[Solved] Python 3.5 vs Python 3.6 Performance Difference

Hello all,
I’ve designed a CNN-based network in PyTorch with no issue. I’d been running my experiments on Windows 10 and Python 3.6 with no issue. Recently I transferred the same code to Python 3.5 running on Ubuntu 16.04 and found (to my surprise) that I was getting up to a 20% increase in classification accuracy on Ubuntu compared to Windows.

Following the training process, it is clear that the network seems to be training better (i.e lower validation loss after each epoch) as compared to Windows. To determine whether it was a Windows or Ubuntu issue, I created an Anaconda environment with Python 3.5 installed and ran the same code and found that I was getting about the same massive improvement in this 3.5 environment as well.

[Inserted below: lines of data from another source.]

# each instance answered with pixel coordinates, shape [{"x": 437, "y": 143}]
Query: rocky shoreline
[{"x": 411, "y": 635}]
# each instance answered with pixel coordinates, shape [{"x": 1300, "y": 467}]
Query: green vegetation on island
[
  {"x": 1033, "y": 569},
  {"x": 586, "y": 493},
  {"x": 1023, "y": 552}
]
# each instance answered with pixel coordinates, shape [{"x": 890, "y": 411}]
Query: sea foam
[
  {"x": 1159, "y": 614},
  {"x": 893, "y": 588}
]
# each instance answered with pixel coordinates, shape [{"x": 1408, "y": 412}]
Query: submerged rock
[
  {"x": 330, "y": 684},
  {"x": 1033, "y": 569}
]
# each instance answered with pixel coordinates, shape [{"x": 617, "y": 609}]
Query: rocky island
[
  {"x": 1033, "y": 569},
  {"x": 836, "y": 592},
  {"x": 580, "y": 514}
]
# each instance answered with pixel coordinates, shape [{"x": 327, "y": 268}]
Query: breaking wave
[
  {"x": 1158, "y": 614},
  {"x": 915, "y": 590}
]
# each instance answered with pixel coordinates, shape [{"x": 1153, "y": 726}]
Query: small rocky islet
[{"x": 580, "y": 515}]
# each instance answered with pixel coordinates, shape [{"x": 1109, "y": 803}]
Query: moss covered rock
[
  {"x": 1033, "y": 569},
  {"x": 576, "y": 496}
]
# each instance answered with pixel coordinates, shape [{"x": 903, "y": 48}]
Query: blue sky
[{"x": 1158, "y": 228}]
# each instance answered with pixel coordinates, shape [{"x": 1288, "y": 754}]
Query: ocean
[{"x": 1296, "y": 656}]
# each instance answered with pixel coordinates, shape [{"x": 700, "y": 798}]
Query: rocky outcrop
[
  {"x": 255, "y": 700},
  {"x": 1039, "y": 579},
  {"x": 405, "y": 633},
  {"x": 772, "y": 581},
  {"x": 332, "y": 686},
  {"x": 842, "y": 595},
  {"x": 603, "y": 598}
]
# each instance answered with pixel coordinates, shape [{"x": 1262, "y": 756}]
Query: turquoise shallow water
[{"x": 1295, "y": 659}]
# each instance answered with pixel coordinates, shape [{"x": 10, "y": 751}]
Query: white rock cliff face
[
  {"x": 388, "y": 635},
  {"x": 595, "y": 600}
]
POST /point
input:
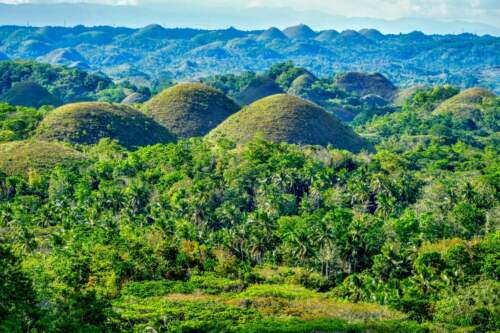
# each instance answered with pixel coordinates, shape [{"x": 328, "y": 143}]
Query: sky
[
  {"x": 481, "y": 11},
  {"x": 389, "y": 16}
]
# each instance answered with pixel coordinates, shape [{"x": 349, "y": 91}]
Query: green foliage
[
  {"x": 17, "y": 122},
  {"x": 29, "y": 94},
  {"x": 87, "y": 123},
  {"x": 285, "y": 118},
  {"x": 472, "y": 306},
  {"x": 17, "y": 298},
  {"x": 190, "y": 109},
  {"x": 220, "y": 236},
  {"x": 33, "y": 157},
  {"x": 34, "y": 84}
]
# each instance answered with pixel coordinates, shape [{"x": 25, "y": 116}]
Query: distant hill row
[
  {"x": 194, "y": 110},
  {"x": 155, "y": 54}
]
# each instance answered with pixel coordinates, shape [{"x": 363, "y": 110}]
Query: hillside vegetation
[
  {"x": 190, "y": 109},
  {"x": 89, "y": 122},
  {"x": 29, "y": 94},
  {"x": 35, "y": 84},
  {"x": 23, "y": 157},
  {"x": 286, "y": 118},
  {"x": 281, "y": 219},
  {"x": 153, "y": 54}
]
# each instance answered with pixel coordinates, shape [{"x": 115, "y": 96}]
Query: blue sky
[
  {"x": 390, "y": 16},
  {"x": 483, "y": 11}
]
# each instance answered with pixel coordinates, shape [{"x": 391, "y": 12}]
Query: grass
[
  {"x": 29, "y": 94},
  {"x": 190, "y": 109},
  {"x": 286, "y": 118},
  {"x": 87, "y": 123},
  {"x": 259, "y": 88},
  {"x": 259, "y": 308},
  {"x": 466, "y": 104},
  {"x": 365, "y": 84},
  {"x": 22, "y": 157}
]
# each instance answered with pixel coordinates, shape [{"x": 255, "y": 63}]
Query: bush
[{"x": 476, "y": 305}]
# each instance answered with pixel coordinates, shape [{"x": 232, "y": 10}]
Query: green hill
[
  {"x": 365, "y": 84},
  {"x": 87, "y": 123},
  {"x": 302, "y": 84},
  {"x": 29, "y": 94},
  {"x": 20, "y": 157},
  {"x": 286, "y": 118},
  {"x": 260, "y": 87},
  {"x": 405, "y": 94},
  {"x": 467, "y": 104},
  {"x": 190, "y": 109},
  {"x": 300, "y": 31},
  {"x": 327, "y": 35},
  {"x": 270, "y": 34}
]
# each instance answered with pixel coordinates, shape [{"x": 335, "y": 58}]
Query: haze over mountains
[
  {"x": 153, "y": 55},
  {"x": 209, "y": 17}
]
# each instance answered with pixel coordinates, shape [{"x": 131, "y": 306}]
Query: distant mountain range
[
  {"x": 152, "y": 55},
  {"x": 201, "y": 16}
]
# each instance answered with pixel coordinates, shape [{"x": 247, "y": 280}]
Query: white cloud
[{"x": 473, "y": 10}]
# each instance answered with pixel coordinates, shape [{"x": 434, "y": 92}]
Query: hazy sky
[{"x": 483, "y": 11}]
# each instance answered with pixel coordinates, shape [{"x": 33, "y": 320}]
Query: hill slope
[
  {"x": 466, "y": 104},
  {"x": 190, "y": 109},
  {"x": 29, "y": 94},
  {"x": 364, "y": 84},
  {"x": 87, "y": 123},
  {"x": 20, "y": 157},
  {"x": 286, "y": 118}
]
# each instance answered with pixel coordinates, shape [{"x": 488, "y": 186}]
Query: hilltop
[
  {"x": 286, "y": 118},
  {"x": 65, "y": 84},
  {"x": 466, "y": 104},
  {"x": 364, "y": 84},
  {"x": 154, "y": 54},
  {"x": 87, "y": 123},
  {"x": 190, "y": 109},
  {"x": 27, "y": 93}
]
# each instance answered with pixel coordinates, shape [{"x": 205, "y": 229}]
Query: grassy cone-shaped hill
[
  {"x": 286, "y": 118},
  {"x": 21, "y": 157},
  {"x": 467, "y": 104},
  {"x": 365, "y": 84},
  {"x": 29, "y": 94},
  {"x": 190, "y": 109},
  {"x": 87, "y": 123},
  {"x": 261, "y": 87}
]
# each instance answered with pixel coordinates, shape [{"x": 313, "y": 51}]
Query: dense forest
[
  {"x": 154, "y": 54},
  {"x": 274, "y": 200}
]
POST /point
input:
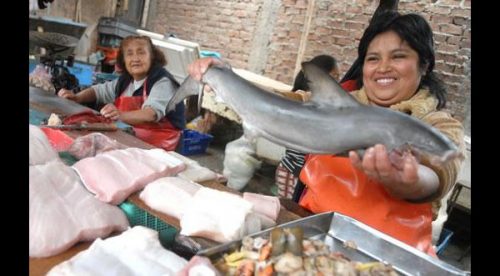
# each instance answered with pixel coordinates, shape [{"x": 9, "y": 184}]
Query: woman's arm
[{"x": 403, "y": 177}]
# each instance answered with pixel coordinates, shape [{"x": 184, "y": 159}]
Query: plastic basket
[
  {"x": 58, "y": 139},
  {"x": 194, "y": 142},
  {"x": 137, "y": 216}
]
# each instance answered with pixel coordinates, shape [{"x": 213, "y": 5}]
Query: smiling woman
[{"x": 140, "y": 95}]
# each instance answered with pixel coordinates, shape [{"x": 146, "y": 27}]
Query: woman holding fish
[
  {"x": 140, "y": 95},
  {"x": 396, "y": 191}
]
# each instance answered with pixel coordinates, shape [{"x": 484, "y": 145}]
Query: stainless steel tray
[{"x": 372, "y": 245}]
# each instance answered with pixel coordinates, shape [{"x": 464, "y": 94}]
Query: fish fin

Can anyone please explain why this might be happening? I’ve checked the code many times and it certainly doesn’t rely on anything Python 3.5-specific but yet…

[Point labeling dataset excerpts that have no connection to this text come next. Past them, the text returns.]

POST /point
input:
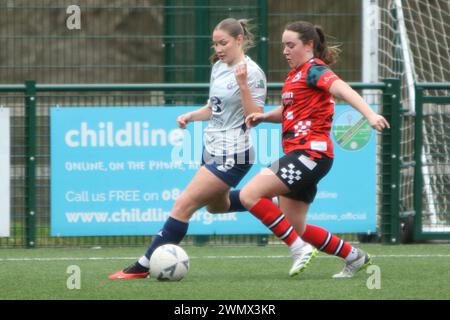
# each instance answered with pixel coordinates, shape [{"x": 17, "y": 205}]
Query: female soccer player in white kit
[{"x": 237, "y": 89}]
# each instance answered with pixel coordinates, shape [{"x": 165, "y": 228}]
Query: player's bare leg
[{"x": 256, "y": 197}]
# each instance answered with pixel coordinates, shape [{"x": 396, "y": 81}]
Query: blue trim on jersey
[{"x": 314, "y": 73}]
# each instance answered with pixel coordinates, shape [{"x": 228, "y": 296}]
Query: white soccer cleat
[
  {"x": 301, "y": 260},
  {"x": 351, "y": 268}
]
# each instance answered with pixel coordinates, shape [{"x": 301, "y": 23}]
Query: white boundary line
[{"x": 216, "y": 257}]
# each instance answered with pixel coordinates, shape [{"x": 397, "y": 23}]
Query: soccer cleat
[
  {"x": 362, "y": 261},
  {"x": 134, "y": 271},
  {"x": 301, "y": 260}
]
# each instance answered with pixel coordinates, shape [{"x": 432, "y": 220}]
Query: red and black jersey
[{"x": 308, "y": 109}]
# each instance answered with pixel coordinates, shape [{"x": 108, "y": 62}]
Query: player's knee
[
  {"x": 212, "y": 208},
  {"x": 183, "y": 208}
]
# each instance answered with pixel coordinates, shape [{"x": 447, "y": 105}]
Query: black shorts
[
  {"x": 230, "y": 169},
  {"x": 301, "y": 173}
]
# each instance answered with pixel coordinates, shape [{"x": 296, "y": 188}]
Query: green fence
[
  {"x": 157, "y": 41},
  {"x": 29, "y": 106}
]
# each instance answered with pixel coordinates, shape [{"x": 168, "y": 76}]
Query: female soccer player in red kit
[{"x": 306, "y": 115}]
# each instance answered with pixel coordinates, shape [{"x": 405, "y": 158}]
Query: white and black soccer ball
[{"x": 169, "y": 262}]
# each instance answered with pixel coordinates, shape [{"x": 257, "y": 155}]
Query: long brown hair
[
  {"x": 307, "y": 31},
  {"x": 235, "y": 28}
]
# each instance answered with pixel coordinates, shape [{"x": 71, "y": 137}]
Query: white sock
[
  {"x": 143, "y": 261},
  {"x": 353, "y": 254},
  {"x": 297, "y": 246}
]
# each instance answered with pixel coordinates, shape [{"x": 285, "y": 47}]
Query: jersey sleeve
[
  {"x": 320, "y": 77},
  {"x": 257, "y": 83},
  {"x": 211, "y": 80}
]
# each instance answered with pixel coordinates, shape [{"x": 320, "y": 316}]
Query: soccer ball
[{"x": 169, "y": 262}]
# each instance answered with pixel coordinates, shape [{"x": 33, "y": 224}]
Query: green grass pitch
[{"x": 220, "y": 272}]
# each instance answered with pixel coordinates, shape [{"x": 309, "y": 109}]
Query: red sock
[
  {"x": 325, "y": 241},
  {"x": 274, "y": 219}
]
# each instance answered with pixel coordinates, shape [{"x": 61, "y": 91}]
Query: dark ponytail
[
  {"x": 307, "y": 32},
  {"x": 235, "y": 28}
]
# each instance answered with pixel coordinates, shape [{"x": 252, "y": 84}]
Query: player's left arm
[
  {"x": 342, "y": 90},
  {"x": 248, "y": 103}
]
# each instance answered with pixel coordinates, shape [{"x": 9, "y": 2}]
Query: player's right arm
[
  {"x": 202, "y": 114},
  {"x": 274, "y": 116}
]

I’m using PyTorch 0.4.1 (CPU Only).

Thanks in advance!

I assume, you were running exact same code.
Here is a wild guess. Can it be due to the random initialisation of the parameters?
Did you set the same seed while training in python 3.5, 3.6?

Hello @InnovArul,
Yeah I was. Literally copied and pasted.
Err, I don’t know. I don’t think I’ve ever set the seed when training. I assume by default that PyTorch does that for me…

Could you try to set the random seed in both solutions and run them again?
You can find more info here.

Would it be possible to get an executable script to reproduce this issue?

Hello @ptrblck,
Setting the same seed in both environments doesn’t seem to have any effect. Python 3.5 still outperforms 3.6 by a very large margin.
That’d be quite difficult to be honest - but I can provide any details of the code/model as required …

Hello @ptrblck,
Sorry - I know its been a long while, but I recently got permission to share the code. Can I still share the executable script complete with pickled train and test data?

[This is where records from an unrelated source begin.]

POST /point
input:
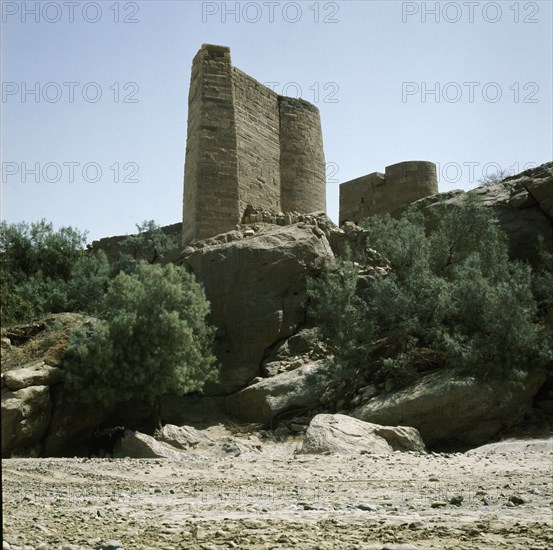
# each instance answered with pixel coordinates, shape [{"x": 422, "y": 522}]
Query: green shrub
[
  {"x": 152, "y": 340},
  {"x": 453, "y": 298}
]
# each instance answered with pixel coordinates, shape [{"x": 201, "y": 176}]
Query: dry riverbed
[{"x": 272, "y": 497}]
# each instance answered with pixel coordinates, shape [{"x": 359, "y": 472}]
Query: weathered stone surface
[
  {"x": 25, "y": 419},
  {"x": 71, "y": 425},
  {"x": 522, "y": 206},
  {"x": 257, "y": 290},
  {"x": 389, "y": 193},
  {"x": 139, "y": 445},
  {"x": 297, "y": 389},
  {"x": 183, "y": 437},
  {"x": 38, "y": 374},
  {"x": 515, "y": 447},
  {"x": 341, "y": 434},
  {"x": 452, "y": 407}
]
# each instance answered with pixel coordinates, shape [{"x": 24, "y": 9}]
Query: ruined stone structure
[
  {"x": 246, "y": 145},
  {"x": 387, "y": 193}
]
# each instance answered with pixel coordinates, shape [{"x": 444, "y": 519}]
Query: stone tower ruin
[
  {"x": 246, "y": 145},
  {"x": 387, "y": 193}
]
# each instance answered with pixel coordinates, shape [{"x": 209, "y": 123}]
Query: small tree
[
  {"x": 153, "y": 339},
  {"x": 148, "y": 244}
]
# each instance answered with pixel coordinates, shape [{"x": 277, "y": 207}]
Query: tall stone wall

Sure! This issue is still quite interesting.

Hello @ptrblck,
Apologies for the late response. I was trying to put code together to replicate the issue, and it seems the mystery is finally resolved.
Apparently the issue was coming from my own code - I’d written a custom Dataset class which relied heavily on dicts. The behavior of dicts between Python 3.5 and 3.6 changed drastically, which inadvertently caused some of my training data to bleed into my testing data on Python 3.5, while this wasn’t happening on Python 3.6. Therefore the performance gain reported was completely spurious and I can confirm now that the results can now be replicated across Python releases.

Really sorry for wasting your time with this. Thank you very much for your input. I appreciate it alot.

Ps: I will change the title of this thread to reflect this turn of events

1 Like

I’m glad it’s solved! :slight_smile:
Just out of personal interest, which dict operations created the data leak?


Well, I was using a for … in loop. Apparently, in Python 3.5, the order in which items are returned is not the same as the order in which they were inserted. From 3.6 onward, the retrieval order is the same as the insertion order…a trivial change really, but I’d assumed ordered behavior right from the start. Turns out I was wrong.

Thanks for the explanation!
Oh right. As far as I know a Python dict in <=3.5 was implemented using a hash function.
In 3.7 the ordering seems to be a mandatory.
However, if you don’t want to rely on the version, you could also use an OrderedDict.

@ptrblck Its my pleasure. Least I can do after making such a fuss :slight_smile:

Yeah, I later found that out. Currently experimenting with some alternatives and its…in the list. No pun intended…

Thanks for the tip!

1 Like